In other words, on one level Obama is the failure that some openly wanted him to be before he walked into the White House, and he never could have been anything else. Now his re-election depends on his ability to slap the electorate hard enough to snap it out of its depressed and frightened torpor without the electorate slapping back, which always is the instinct of anyone slapped.

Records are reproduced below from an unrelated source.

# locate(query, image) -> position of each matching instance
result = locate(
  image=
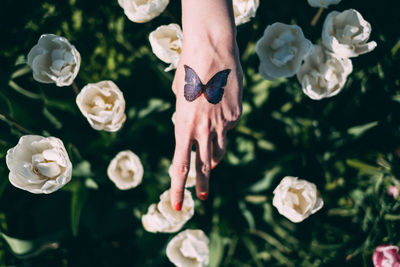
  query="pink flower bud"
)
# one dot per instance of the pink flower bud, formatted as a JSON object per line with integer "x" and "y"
{"x": 394, "y": 191}
{"x": 386, "y": 256}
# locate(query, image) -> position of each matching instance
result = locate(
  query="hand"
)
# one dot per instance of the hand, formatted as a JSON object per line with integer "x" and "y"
{"x": 200, "y": 122}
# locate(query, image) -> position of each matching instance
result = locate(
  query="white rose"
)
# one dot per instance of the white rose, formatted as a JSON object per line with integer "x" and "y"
{"x": 189, "y": 248}
{"x": 244, "y": 10}
{"x": 54, "y": 60}
{"x": 153, "y": 221}
{"x": 103, "y": 105}
{"x": 143, "y": 10}
{"x": 281, "y": 50}
{"x": 323, "y": 74}
{"x": 125, "y": 170}
{"x": 161, "y": 217}
{"x": 166, "y": 43}
{"x": 323, "y": 3}
{"x": 296, "y": 199}
{"x": 346, "y": 33}
{"x": 39, "y": 164}
{"x": 192, "y": 174}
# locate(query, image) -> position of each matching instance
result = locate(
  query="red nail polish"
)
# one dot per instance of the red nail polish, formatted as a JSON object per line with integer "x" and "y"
{"x": 178, "y": 206}
{"x": 203, "y": 195}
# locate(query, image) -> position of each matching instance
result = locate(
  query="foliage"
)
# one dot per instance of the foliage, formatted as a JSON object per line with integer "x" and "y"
{"x": 348, "y": 145}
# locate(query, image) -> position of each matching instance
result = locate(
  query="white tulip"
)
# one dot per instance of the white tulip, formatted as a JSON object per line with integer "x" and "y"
{"x": 296, "y": 199}
{"x": 143, "y": 10}
{"x": 161, "y": 217}
{"x": 323, "y": 3}
{"x": 103, "y": 105}
{"x": 189, "y": 248}
{"x": 125, "y": 170}
{"x": 54, "y": 60}
{"x": 244, "y": 10}
{"x": 281, "y": 50}
{"x": 323, "y": 74}
{"x": 166, "y": 43}
{"x": 39, "y": 164}
{"x": 346, "y": 33}
{"x": 153, "y": 221}
{"x": 192, "y": 174}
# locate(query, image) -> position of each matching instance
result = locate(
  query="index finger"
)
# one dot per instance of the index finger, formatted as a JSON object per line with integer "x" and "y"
{"x": 180, "y": 169}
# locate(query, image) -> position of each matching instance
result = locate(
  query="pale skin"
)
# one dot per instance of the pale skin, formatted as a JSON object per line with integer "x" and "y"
{"x": 209, "y": 46}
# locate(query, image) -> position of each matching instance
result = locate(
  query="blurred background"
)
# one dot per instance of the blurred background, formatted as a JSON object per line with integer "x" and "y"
{"x": 348, "y": 145}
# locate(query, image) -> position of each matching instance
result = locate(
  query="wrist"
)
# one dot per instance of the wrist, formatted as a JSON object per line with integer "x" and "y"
{"x": 208, "y": 21}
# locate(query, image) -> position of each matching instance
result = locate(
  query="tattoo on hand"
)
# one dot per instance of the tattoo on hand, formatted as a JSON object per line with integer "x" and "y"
{"x": 213, "y": 90}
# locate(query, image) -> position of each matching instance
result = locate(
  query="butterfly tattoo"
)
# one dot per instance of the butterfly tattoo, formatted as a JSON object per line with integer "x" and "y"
{"x": 213, "y": 90}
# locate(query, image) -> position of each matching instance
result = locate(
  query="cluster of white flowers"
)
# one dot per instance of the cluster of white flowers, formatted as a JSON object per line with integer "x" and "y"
{"x": 189, "y": 248}
{"x": 163, "y": 218}
{"x": 166, "y": 43}
{"x": 103, "y": 105}
{"x": 296, "y": 199}
{"x": 125, "y": 170}
{"x": 38, "y": 164}
{"x": 321, "y": 69}
{"x": 54, "y": 60}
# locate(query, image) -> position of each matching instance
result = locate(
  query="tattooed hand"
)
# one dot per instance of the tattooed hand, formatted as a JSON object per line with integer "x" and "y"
{"x": 209, "y": 47}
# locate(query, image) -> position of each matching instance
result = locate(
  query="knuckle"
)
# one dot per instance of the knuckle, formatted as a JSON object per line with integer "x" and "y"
{"x": 205, "y": 169}
{"x": 181, "y": 169}
{"x": 234, "y": 115}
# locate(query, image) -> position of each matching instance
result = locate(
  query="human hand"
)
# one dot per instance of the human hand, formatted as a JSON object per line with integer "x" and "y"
{"x": 200, "y": 122}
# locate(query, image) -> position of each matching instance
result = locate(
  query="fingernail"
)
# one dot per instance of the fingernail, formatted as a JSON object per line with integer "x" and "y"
{"x": 203, "y": 196}
{"x": 178, "y": 206}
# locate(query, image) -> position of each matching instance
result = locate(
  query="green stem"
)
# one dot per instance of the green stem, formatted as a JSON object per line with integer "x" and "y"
{"x": 11, "y": 121}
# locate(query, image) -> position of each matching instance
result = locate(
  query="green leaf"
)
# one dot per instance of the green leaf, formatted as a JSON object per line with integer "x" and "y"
{"x": 23, "y": 91}
{"x": 265, "y": 182}
{"x": 25, "y": 249}
{"x": 3, "y": 182}
{"x": 361, "y": 129}
{"x": 363, "y": 166}
{"x": 82, "y": 169}
{"x": 18, "y": 246}
{"x": 53, "y": 119}
{"x": 247, "y": 215}
{"x": 78, "y": 200}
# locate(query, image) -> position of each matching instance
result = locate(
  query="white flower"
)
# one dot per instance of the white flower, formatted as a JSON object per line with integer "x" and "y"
{"x": 39, "y": 164}
{"x": 166, "y": 43}
{"x": 54, "y": 60}
{"x": 244, "y": 10}
{"x": 189, "y": 248}
{"x": 161, "y": 217}
{"x": 346, "y": 33}
{"x": 103, "y": 105}
{"x": 323, "y": 74}
{"x": 323, "y": 3}
{"x": 296, "y": 199}
{"x": 125, "y": 170}
{"x": 143, "y": 10}
{"x": 191, "y": 178}
{"x": 281, "y": 50}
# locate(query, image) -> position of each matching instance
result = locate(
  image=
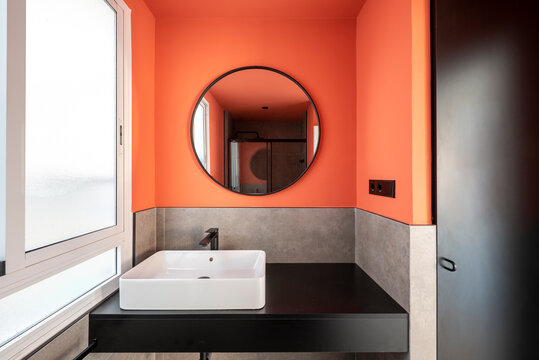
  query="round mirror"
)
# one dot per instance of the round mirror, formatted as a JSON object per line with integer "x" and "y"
{"x": 255, "y": 130}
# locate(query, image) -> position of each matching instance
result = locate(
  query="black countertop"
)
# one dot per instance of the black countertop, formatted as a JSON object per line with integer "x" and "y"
{"x": 309, "y": 308}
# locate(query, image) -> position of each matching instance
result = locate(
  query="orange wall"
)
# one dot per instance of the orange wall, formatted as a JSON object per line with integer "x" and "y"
{"x": 320, "y": 54}
{"x": 143, "y": 124}
{"x": 217, "y": 138}
{"x": 393, "y": 107}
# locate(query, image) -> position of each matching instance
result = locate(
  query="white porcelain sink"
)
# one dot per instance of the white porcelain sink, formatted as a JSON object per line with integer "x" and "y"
{"x": 196, "y": 280}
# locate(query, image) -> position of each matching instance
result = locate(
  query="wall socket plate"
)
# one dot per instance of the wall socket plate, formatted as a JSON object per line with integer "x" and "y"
{"x": 382, "y": 187}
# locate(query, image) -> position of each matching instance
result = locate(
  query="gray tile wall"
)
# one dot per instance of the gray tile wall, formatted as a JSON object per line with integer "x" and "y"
{"x": 145, "y": 234}
{"x": 402, "y": 260}
{"x": 285, "y": 234}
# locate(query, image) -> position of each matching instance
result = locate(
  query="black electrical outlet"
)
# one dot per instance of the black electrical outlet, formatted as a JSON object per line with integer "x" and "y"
{"x": 382, "y": 187}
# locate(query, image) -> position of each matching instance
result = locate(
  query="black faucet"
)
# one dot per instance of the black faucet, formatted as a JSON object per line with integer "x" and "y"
{"x": 212, "y": 238}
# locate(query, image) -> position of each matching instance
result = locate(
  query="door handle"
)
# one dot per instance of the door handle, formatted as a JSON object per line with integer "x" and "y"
{"x": 448, "y": 264}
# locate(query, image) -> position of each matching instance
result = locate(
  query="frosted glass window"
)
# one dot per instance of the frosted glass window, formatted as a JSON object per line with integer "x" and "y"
{"x": 200, "y": 133}
{"x": 70, "y": 119}
{"x": 3, "y": 84}
{"x": 21, "y": 310}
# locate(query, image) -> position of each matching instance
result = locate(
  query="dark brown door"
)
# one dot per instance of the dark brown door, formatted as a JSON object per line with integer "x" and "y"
{"x": 486, "y": 98}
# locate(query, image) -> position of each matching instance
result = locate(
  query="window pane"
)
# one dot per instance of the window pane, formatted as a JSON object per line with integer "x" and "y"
{"x": 3, "y": 72}
{"x": 198, "y": 133}
{"x": 70, "y": 119}
{"x": 21, "y": 310}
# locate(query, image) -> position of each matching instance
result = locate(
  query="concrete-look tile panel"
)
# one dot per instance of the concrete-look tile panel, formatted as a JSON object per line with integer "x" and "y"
{"x": 67, "y": 345}
{"x": 160, "y": 228}
{"x": 423, "y": 292}
{"x": 286, "y": 234}
{"x": 145, "y": 234}
{"x": 383, "y": 251}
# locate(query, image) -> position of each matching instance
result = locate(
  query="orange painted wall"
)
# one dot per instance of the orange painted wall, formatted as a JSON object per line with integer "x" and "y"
{"x": 217, "y": 128}
{"x": 320, "y": 54}
{"x": 393, "y": 107}
{"x": 143, "y": 119}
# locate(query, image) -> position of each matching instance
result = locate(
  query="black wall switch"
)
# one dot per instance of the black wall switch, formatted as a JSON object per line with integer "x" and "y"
{"x": 382, "y": 187}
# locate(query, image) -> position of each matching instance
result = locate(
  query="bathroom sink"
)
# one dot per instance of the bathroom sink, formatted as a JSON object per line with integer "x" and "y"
{"x": 196, "y": 280}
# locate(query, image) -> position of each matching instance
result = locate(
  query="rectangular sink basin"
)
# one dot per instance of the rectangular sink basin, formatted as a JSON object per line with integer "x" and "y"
{"x": 196, "y": 280}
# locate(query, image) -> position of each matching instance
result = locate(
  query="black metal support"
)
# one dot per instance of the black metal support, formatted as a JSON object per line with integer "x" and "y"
{"x": 88, "y": 350}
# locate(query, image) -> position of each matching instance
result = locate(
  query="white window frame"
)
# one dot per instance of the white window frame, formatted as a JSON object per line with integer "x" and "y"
{"x": 26, "y": 268}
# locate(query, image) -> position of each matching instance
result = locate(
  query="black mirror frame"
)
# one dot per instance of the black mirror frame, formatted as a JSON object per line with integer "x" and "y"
{"x": 257, "y": 68}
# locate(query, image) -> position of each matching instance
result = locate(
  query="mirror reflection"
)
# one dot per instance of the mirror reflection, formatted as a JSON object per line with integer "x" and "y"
{"x": 255, "y": 131}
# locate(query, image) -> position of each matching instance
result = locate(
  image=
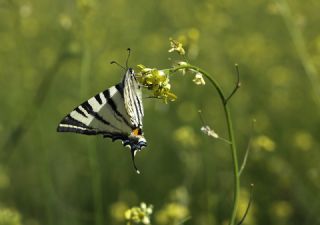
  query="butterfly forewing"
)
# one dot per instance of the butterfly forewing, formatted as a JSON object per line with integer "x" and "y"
{"x": 104, "y": 113}
{"x": 115, "y": 113}
{"x": 133, "y": 99}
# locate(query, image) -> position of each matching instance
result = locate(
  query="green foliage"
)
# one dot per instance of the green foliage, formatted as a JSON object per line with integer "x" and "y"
{"x": 55, "y": 54}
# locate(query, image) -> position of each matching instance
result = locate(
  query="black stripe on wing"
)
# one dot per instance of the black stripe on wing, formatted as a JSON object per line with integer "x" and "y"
{"x": 114, "y": 107}
{"x": 69, "y": 124}
{"x": 86, "y": 106}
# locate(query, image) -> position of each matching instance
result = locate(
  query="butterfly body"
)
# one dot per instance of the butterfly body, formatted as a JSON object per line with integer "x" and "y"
{"x": 115, "y": 113}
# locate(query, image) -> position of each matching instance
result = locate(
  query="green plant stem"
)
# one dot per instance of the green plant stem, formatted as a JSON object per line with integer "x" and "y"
{"x": 231, "y": 136}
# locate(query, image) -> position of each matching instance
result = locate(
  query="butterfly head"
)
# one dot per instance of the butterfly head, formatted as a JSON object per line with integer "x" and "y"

The president has to divorce the electorate from the majesty of what he represented without breaking the spell that brought him so far so fast. That Romney currently appears to be the weakest party nominee since Michael Dukakis assures nothing, even taking into account his poor standing with women, some of which may be salvageable, and his poor standing with Hispanics that is beyond salvaging. If events overwhelm Barack Obama, or if economic fear and insecurity should wax anew rather than continue to wane, however slowly, the independents who will decide the election won't care about the descent of the jobless rate by incremental percentage points or about the fact that Romney is the phoniest politician of our lifetime; they won't care about the car elevator or the dog on the roof or whether Romney is part of the one percent or the point zero zero zero one percent. The populace will opt for the cold mechanical opportunist who can fix a country that's abandoned its grandest vision, which the object of that vision could never fulfill.